Depending on one’s capacity for optimism, or the lack thereof, the latest gauge of inflation represents either a reprieve from anxiety, or another reason to worry.
The good news is that wholesale prices rose 1% last month. Although that’s uncomfortably high, it’s down a bit from February’s 1.3% pace. Meanwhile, core PPI (excluding energy and food) was unchanged in March and below the 0.2% rise that the consensus outlook was projecting.
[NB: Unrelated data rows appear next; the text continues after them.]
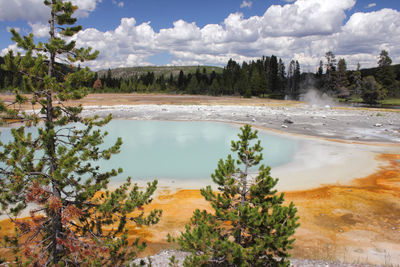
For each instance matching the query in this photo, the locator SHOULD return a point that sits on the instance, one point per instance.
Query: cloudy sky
(210, 32)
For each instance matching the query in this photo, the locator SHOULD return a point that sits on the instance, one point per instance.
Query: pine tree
(386, 75)
(249, 225)
(372, 91)
(74, 220)
(331, 74)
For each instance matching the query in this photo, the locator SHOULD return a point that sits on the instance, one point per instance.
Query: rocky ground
(162, 259)
(371, 125)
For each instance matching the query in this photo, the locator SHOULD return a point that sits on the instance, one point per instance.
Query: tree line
(265, 77)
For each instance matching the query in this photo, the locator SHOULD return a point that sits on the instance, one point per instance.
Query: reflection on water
(179, 150)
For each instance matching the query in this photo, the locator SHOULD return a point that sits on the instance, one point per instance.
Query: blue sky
(185, 32)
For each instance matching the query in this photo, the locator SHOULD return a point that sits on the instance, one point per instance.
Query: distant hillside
(158, 71)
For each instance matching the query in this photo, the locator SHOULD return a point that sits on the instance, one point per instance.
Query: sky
(192, 32)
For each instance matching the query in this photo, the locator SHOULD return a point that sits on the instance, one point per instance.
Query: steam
(317, 99)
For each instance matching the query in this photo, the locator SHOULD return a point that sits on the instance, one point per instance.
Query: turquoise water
(180, 150)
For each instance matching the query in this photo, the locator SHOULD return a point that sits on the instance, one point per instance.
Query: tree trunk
(56, 217)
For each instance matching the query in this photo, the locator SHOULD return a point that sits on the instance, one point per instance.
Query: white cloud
(371, 5)
(304, 30)
(40, 30)
(15, 28)
(246, 4)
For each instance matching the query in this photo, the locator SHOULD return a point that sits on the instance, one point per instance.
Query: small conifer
(74, 219)
(250, 226)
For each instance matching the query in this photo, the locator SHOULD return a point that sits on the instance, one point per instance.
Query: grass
(391, 101)
(157, 70)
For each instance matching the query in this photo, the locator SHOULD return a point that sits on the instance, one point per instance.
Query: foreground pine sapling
(74, 220)
(249, 225)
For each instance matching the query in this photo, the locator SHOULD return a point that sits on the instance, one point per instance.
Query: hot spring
(179, 151)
The bad news is that the PPI has climbed by 3.1% for the year through March. That’s far below the 12-month rolling peak in recent years, but it’s still too high to allow the Federal Reserve to focus exclusively on promoting economic growth in its monetary policy. “This certainly doesn’t let the Fed off the hook by any means,” Gina Martin, an economist at Wachovia Corp., told Bloomberg News. Inflation doesn’t seem to be rising, but neither is it falling, she explained. That’s a concern because inflation is “stubbornly staying high.”
Energy prices led the way for upward prices momentum in the PPI last month. The 3.6% climb in energy costs at the wholesale level was the highest since last November. If energy prices fall in coming months, PPI may reap the benefits, which will be all the sweeter considering the core PPI appears contained for the moment.
Corroboration or repudiation for such thinking will come next Tuesday, when consumer prices for March are released. For what it’s worth, the consensus estimate calls for a slight increase in top-line CPI to 0.7% from 0.6% previously with core CPI coming in at 0.2% for the second month running, according to Briefing.com.
Clarity on inflation is coming, but it’s not here yet. Indeed, the bond market at mid-morning today appears to be taking a wait-and-see attitude. The 10-year Treasury yield is virtually unchanged from yesteday’s close. Over in Fed funds futures trading, there’s not much conviction for change in the near future other than for the status quo of 5.25%.
Investing in the 21st century enjoys a reputation for rapid trading, second-by-second analysis and the ability to move billions of dollars at the push of a button. But economic numbers, and the associated trends, can still dribble out at a snail’s pace. As a result, the inflation outlook remains clouded and so there’s still a strong incentive for cautious types to sit on overweight cash positions and wait for yet another round of data releases.